И это была горькая правда. Выиграть у проклятого Колупая было просто ну никак вообще невозможно. Ни в ножички, ни в пряталки, ни в сыщика и вора. На своих могучих ногах он легко преодолевал любые препятствия, скрывался как привидение на крышах трансформаторной будки, гаража и чёрт его знает ещё где, но самое главное — никакие обстоятельства не могли сломить могучую колупаевскую волю к победе. Даже если я стартовал с большим для меня преимуществом, колупаевская воля к победе стучала в мой затылок и путала ноги.
Переорать и переспорить Колупаева в войнушке по вопросу, кто выстрелил первый, было тоже совершенно невозможно. Ничего кроме слов «Я первый понял!?» — он в этот момент не признавал и мог повторять это сто, двести, триста раз подряд, делая одновременно угрожающие телодвижения, которые конечно же приводили в трепет весь наш двор и любого человека в отдельности.
Но ладно если ты не добегал до базы или тебя положим убивали — ещё куда ни шло. А вот если ты становился пленным…
Первым делом ты сразу попадал в тюрьму — в тот самый задний проход за трансформаторной будкой, где по традиции писали и какали бродячие собаки и кошки, да и не только они. Там под охраной часового ты сидел всё томительное время до расстрела.
Но ладно расстрел!
Расстрел это ладно! Это ещё опять куда ни шло. Некоторые даже любили этот трагический момент. «Хайль Гитлер!» — истошно кричал Дёмочка и медленно не сгибаясь падал лицом вниз. Вовик же напротив распалялся до неимоверности и расстреливать его было действительно интересно.
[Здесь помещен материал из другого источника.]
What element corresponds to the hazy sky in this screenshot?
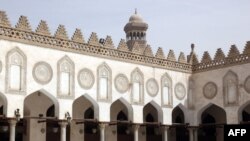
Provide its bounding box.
[0,0,250,58]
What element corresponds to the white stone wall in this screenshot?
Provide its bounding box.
[190,64,250,124]
[0,40,191,124]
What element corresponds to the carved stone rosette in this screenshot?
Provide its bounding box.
[146,78,159,97]
[77,68,95,89]
[174,82,186,100]
[203,82,217,99]
[32,62,53,85]
[115,74,129,93]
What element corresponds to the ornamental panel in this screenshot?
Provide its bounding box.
[115,74,129,93]
[244,76,250,93]
[175,82,186,100]
[77,68,95,89]
[203,82,217,99]
[147,78,159,97]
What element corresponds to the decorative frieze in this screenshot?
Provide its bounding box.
[0,11,250,73]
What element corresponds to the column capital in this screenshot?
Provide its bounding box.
[8,119,17,126]
[99,123,108,129]
[133,124,140,130]
[58,121,68,127]
[161,126,170,130]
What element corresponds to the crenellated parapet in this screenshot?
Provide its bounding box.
[0,11,191,73]
[192,41,250,73]
[0,11,250,73]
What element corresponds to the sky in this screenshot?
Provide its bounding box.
[0,0,250,59]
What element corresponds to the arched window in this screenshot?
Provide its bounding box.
[6,48,26,94]
[57,56,74,98]
[223,71,239,106]
[188,79,195,109]
[161,73,172,107]
[131,68,144,104]
[97,63,112,101]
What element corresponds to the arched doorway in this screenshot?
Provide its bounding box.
[24,90,60,141]
[238,101,250,123]
[110,98,134,141]
[0,93,9,141]
[71,94,100,141]
[172,106,189,141]
[143,101,163,141]
[198,104,226,141]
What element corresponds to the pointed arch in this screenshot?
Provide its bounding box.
[187,77,195,109]
[172,103,187,123]
[23,89,59,117]
[161,73,173,107]
[0,92,8,115]
[72,94,99,120]
[197,103,227,123]
[110,98,133,121]
[143,101,163,123]
[238,100,250,123]
[5,47,27,94]
[97,62,112,102]
[131,68,144,104]
[223,70,239,106]
[57,55,75,98]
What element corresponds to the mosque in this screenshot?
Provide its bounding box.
[0,11,250,141]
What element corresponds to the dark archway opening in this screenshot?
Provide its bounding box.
[143,103,162,141]
[84,107,100,141]
[242,104,250,122]
[46,105,60,141]
[172,107,189,141]
[198,105,226,141]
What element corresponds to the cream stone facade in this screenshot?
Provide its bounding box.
[0,12,250,141]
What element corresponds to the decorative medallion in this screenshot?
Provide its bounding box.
[147,78,159,96]
[33,62,53,84]
[175,83,186,100]
[115,74,129,93]
[244,76,250,93]
[78,68,95,89]
[203,82,217,99]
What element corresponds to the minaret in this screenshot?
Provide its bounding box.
[124,9,148,50]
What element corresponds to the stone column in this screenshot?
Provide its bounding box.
[8,119,17,141]
[99,123,107,141]
[162,126,169,141]
[134,125,140,141]
[194,128,198,141]
[58,121,68,141]
[188,128,194,141]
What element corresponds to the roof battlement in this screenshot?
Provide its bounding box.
[0,11,250,73]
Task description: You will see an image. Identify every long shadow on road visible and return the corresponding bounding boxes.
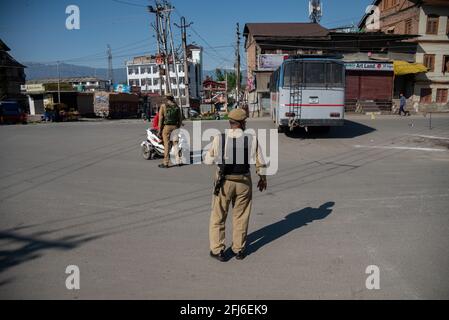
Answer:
[246,201,335,255]
[0,231,99,278]
[286,120,376,139]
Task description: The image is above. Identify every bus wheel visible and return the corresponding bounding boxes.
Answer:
[315,126,331,134]
[278,126,287,133]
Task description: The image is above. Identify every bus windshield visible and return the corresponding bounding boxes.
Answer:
[283,61,344,88]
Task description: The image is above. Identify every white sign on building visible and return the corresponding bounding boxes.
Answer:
[345,62,394,71]
[258,54,288,71]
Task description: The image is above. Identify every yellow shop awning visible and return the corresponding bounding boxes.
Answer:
[393,60,427,76]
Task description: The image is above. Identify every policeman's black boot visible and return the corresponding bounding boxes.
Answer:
[210,250,226,262]
[235,250,246,260]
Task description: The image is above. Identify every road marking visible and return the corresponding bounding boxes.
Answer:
[411,134,449,140]
[354,144,447,152]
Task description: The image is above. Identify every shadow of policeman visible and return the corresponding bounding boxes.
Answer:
[247,201,335,254]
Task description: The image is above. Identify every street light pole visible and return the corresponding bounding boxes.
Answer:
[57,61,61,103]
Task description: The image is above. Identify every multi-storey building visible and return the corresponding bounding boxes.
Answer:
[359,0,449,105]
[126,45,202,98]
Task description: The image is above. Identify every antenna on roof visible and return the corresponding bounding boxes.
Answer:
[309,0,323,23]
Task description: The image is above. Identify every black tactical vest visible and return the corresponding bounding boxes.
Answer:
[220,133,250,175]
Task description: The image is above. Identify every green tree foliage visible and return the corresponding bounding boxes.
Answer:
[215,68,242,91]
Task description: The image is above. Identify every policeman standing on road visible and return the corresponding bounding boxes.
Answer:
[158,93,182,168]
[204,109,267,261]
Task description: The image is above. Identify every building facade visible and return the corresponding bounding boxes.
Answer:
[0,39,25,101]
[126,45,203,98]
[359,0,449,107]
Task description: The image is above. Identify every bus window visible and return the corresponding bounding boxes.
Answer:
[283,62,303,88]
[327,63,343,87]
[304,62,326,87]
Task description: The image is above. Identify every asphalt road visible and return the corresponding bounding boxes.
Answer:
[0,116,449,299]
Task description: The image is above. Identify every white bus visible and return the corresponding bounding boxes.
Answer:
[270,55,345,132]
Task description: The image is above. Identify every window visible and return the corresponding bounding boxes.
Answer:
[283,62,303,88]
[437,89,447,103]
[426,15,440,34]
[443,56,449,73]
[419,88,432,103]
[424,54,435,72]
[383,0,399,10]
[326,63,344,87]
[405,19,413,34]
[304,62,326,87]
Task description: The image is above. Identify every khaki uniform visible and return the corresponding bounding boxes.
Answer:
[204,129,266,254]
[159,100,182,166]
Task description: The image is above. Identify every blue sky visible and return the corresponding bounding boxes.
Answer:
[0,0,372,70]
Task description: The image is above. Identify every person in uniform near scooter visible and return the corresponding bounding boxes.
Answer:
[204,109,267,261]
[158,93,182,168]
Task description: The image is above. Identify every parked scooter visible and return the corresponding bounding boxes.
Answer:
[140,129,189,163]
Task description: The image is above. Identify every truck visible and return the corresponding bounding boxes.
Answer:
[94,91,139,119]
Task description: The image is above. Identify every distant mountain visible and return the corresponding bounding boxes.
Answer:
[23,62,246,84]
[203,69,246,84]
[23,62,126,83]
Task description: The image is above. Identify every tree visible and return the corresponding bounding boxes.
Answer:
[215,68,242,92]
[215,68,226,81]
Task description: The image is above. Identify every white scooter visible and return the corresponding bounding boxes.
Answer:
[140,129,189,163]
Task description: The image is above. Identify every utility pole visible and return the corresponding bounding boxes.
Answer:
[235,23,240,105]
[107,44,114,90]
[148,14,162,94]
[225,72,228,112]
[167,13,182,108]
[175,17,193,116]
[148,0,173,93]
[56,61,61,103]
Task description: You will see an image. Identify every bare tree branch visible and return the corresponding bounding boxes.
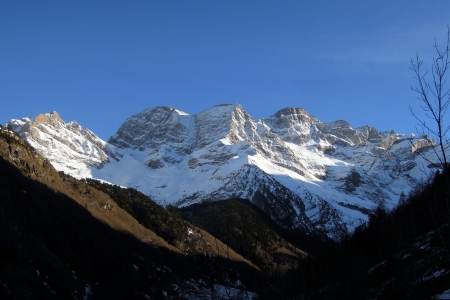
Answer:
[410,27,450,169]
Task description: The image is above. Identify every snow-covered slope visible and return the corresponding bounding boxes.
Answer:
[8,104,442,239]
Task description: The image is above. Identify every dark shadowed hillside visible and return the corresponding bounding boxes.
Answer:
[0,128,270,299]
[284,169,450,299]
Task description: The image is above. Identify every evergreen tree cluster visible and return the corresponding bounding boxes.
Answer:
[85,179,188,246]
[283,168,450,299]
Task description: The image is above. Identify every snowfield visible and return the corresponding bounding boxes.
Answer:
[7,104,442,239]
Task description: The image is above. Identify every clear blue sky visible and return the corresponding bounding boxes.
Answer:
[0,0,450,140]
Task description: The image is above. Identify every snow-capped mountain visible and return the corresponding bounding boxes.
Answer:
[8,104,438,239]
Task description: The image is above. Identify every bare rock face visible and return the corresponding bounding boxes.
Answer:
[8,112,112,169]
[8,104,442,240]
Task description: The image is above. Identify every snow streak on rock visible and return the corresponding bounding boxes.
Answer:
[8,104,442,239]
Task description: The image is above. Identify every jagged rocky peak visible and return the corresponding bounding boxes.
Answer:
[195,104,256,148]
[272,107,315,128]
[108,106,195,155]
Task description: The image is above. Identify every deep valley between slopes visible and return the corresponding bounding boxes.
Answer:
[8,104,433,240]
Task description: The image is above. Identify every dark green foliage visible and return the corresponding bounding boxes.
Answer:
[180,199,302,271]
[85,179,188,246]
[284,170,450,299]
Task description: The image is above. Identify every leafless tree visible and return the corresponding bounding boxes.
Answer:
[410,27,450,169]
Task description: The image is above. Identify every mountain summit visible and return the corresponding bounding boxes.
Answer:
[8,104,436,239]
— Расстрелять! — скупо цедил Колупай своим подчиненным и с интересом следил за Вовиком.
— Пух! — жалостливо пулькали подчиненные, со страхом глядя в ненавидящие Вовиковы глаза.
— Не попал! — скандально орал Вовик и плевал в сторону расстрельной команды.
— Так не бывает! — в свою очередь разноголосо орала расстрельная команда.
— Бывает! — веско говорил Вовик и тогда к нему зловещим шагом подходил Колупай.
— Яволь, русиш партизанен! — не своим противным голосом цедил Колупай (обычно Вовик и я играли за наших, а Дёмочка с Колупаем — за немцев).
— Яволь, русише швайне! — говорил Колупай, поигрывая хлыстиком. — Не хочешь умирать, скотина? Мы тебе поможем!
Для начала он бил Вовика хлыстиком по щекам, но не больно. Вовик багровел и начинал сопеть.
Дальше было два варианта. Либо Колупай сладострастно втыкал в большой Вовиков живот деревянный кортик, который был у него припасен непременно, либо…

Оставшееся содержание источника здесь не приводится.